The Elders Engine House was demolished, with its stone being used several years later, in 1936, to build the new Kadina Catholic Church. The Primitive Methodist church was demolished in 1927. The former Bible Christian church was demolished in the late 1930s; while it had closed as a church some decades before, it had later been used as a community hall and cinema. Wallaroo Mines had a football club in the Yorke Peninsula Football Association as the "Federal Rovers"; however, the league went into recess in 1936. A small store existed on Lipson Road for many years, run by Will Harwood from 1920. The original school building closed around 1967 and was demolished in 1977. Wallaroo Mines Post Office closed on 30 April 1976. The Wallaroo Mines Methodist Church building was demolished in 1980, and the church subsequently moved into the Wallaroo Mines Institute. An ore-processing plant was built on the former site of the school in 1988 by Moonta Mining NL, treating ore from their Poona mine 5km north of Moonta; however, the Poona mine had closed by 1992.
Wallaroo Mines today
There is a self-guided walking trail around the former Wallaroo Mines site.
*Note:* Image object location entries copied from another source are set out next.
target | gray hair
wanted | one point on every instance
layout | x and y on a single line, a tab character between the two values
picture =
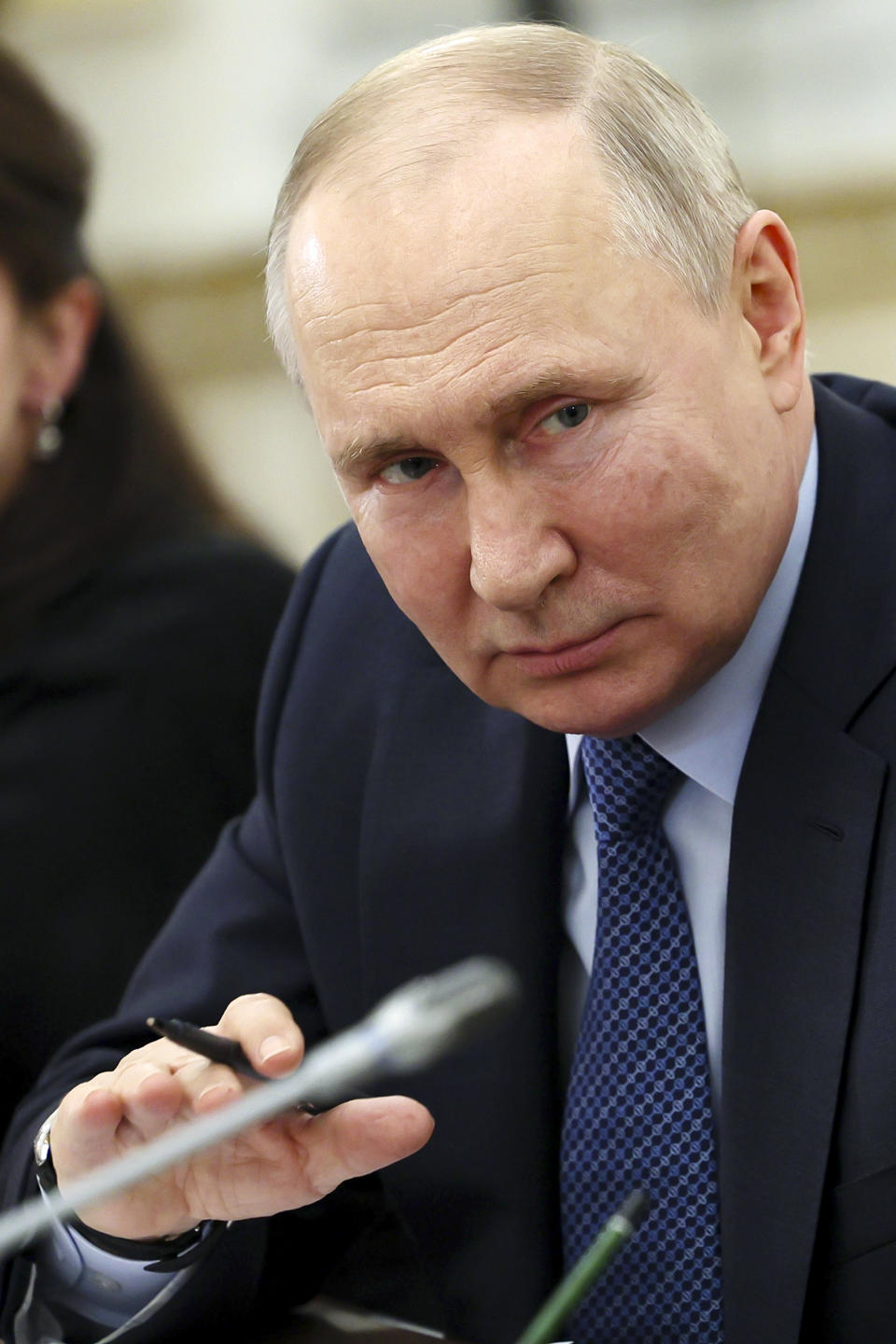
678	194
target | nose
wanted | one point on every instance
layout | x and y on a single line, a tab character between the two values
516	553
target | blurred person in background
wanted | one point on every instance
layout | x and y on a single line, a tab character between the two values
134	619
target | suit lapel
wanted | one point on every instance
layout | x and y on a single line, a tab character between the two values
461	852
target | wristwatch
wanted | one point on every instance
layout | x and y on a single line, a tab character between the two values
161	1255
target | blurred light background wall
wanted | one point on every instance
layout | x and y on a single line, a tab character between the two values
195	106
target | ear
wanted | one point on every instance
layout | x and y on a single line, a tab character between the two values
766	275
60	336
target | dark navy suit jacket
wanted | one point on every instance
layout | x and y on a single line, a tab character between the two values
402	824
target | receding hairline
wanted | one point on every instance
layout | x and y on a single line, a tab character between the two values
673	187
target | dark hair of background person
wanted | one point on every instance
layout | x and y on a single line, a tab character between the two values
125	470
136	617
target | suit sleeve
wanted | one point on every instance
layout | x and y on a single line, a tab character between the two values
234	931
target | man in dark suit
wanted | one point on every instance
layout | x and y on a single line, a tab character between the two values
563	387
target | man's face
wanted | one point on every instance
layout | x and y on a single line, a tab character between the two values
571	480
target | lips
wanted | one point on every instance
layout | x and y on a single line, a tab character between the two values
566	657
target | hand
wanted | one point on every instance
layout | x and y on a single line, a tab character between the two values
285	1163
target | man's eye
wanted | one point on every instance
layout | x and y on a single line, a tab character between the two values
407	469
566	417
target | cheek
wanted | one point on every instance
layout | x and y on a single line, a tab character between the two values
426	574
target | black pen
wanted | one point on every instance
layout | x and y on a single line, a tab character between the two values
220	1050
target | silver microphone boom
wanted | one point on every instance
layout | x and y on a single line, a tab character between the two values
410	1029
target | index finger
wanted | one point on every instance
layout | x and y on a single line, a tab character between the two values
266	1029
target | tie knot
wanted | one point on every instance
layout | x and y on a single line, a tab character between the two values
627	784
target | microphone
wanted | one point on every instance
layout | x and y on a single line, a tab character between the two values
409	1029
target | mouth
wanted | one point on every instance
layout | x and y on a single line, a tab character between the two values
567	656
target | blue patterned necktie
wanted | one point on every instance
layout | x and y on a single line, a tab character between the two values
638	1111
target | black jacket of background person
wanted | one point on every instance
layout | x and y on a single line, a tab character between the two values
402	824
125	745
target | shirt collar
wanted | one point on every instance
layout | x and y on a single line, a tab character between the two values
707	735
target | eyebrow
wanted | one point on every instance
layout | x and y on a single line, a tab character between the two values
558	382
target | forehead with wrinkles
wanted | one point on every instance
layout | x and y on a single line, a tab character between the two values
505	229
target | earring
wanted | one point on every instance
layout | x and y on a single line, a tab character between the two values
49	440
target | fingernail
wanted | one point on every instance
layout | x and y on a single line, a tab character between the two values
272	1046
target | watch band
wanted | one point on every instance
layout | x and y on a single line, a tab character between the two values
160	1257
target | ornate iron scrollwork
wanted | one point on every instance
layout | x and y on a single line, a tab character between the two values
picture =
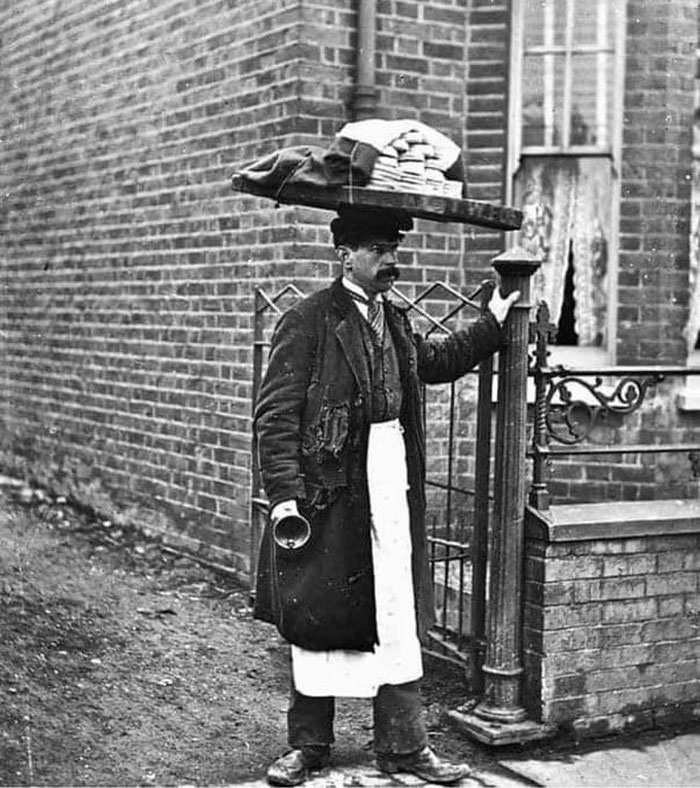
572	419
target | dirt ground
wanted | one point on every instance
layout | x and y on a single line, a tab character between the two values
124	664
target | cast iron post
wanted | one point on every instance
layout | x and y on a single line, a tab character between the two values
500	717
503	665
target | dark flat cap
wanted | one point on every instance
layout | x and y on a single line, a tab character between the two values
355	225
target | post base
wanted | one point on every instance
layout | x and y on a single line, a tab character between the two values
499	733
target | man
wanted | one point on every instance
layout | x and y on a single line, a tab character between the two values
340	442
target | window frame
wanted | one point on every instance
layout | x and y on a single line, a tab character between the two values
573	354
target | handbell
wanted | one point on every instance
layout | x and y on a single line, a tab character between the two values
291	532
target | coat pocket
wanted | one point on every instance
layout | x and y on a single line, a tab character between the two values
333	427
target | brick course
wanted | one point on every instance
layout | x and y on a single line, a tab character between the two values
610	630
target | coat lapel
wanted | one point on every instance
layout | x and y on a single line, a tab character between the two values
349	334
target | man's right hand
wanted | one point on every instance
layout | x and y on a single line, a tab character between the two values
284	509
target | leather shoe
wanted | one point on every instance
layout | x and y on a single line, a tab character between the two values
424	764
294	767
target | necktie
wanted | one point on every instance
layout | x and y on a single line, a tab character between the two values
375	314
375	317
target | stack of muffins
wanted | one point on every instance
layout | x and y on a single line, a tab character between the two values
409	163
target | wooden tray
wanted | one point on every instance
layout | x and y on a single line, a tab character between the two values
423	206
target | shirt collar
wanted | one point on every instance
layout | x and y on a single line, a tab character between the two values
348	285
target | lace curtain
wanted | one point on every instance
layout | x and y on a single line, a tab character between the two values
566	212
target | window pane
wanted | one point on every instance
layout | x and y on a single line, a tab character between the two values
534	23
558	91
587	127
544	23
586	22
533	104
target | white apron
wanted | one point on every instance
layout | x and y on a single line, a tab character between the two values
397	657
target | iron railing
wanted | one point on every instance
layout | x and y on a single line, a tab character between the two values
565	421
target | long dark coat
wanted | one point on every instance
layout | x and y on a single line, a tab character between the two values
312	421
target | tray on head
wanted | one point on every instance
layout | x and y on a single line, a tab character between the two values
436	207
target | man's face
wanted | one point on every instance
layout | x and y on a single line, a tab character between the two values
372	265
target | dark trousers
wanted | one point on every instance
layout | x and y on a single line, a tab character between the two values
398	720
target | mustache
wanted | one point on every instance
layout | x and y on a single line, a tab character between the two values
388	272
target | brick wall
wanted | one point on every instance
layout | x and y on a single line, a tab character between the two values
610	627
126	261
656	165
128	265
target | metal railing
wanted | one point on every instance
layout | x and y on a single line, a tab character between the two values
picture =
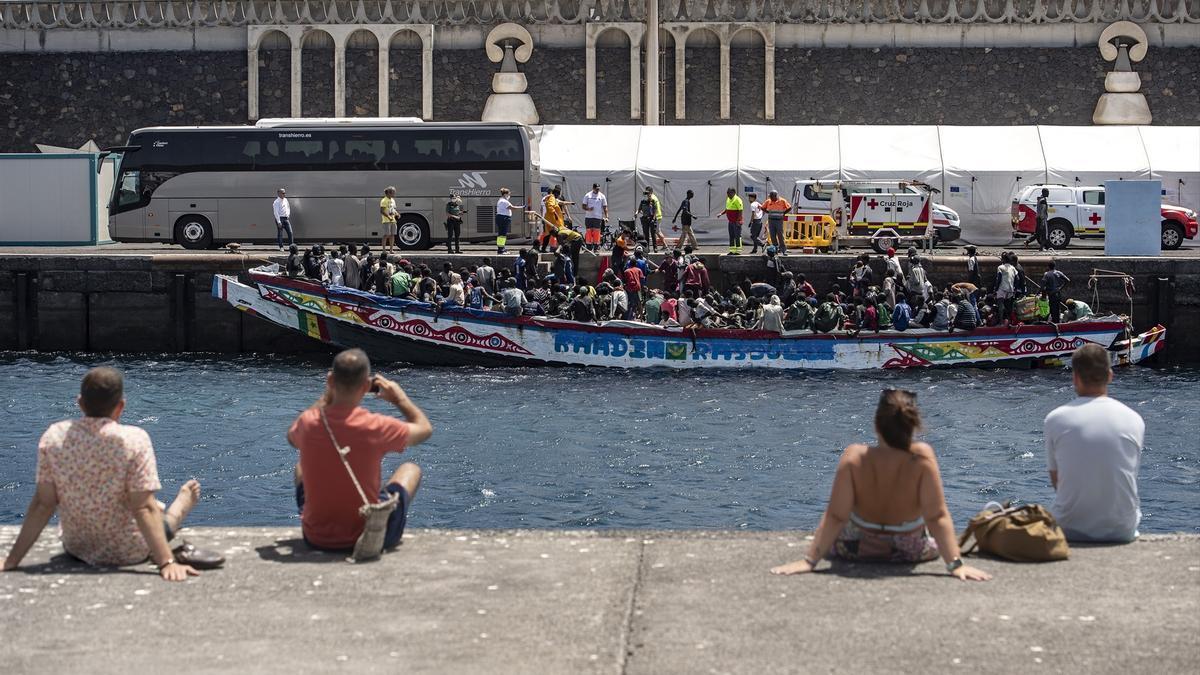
197	13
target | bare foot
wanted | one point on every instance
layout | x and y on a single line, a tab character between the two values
798	567
189	494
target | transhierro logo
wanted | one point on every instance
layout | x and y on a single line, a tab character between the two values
472	184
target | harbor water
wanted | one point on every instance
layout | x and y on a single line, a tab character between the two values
570	448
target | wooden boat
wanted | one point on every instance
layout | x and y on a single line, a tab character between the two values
420	333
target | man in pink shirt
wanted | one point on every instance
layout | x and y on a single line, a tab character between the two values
101	477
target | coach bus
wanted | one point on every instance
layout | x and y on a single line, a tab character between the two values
205	186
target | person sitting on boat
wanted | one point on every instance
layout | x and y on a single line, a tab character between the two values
293	267
1043	308
965	317
513	299
618	302
901	316
799	314
887	502
653	306
1077	310
942	312
402	281
828	316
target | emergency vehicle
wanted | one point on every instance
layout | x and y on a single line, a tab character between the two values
1079	211
889	219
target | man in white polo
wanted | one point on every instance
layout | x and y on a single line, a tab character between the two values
1093	452
282	210
595	213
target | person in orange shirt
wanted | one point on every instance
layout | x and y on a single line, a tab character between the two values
775	208
553	217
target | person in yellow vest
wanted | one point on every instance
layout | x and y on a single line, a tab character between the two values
553	219
388	213
733	209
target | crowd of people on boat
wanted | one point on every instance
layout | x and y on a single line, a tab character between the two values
677	291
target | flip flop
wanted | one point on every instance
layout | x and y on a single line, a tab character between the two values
199	559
The former Harvey's Pumping Station (also known as Harvey's Enginehouse), dating from 1874, is the last of the former mine pumping stations to survive, and is listed on the South Australian Heritage Register.
The Kadina Heritage Trail also notes the site of an 1860 pioneer cemetery, the site of the former Methodist Church, the former police residence, the former post office, the mine explosives magazine, captains' residences, mine manager's residence ruins, the site of the Devon mine, and a number of old residences associated with the Wallaroo Mines settlement.
The Wallaroo Mines Primary School remains in operation on a new site to the north of the original location. The school had 102 enrolled students in 2015.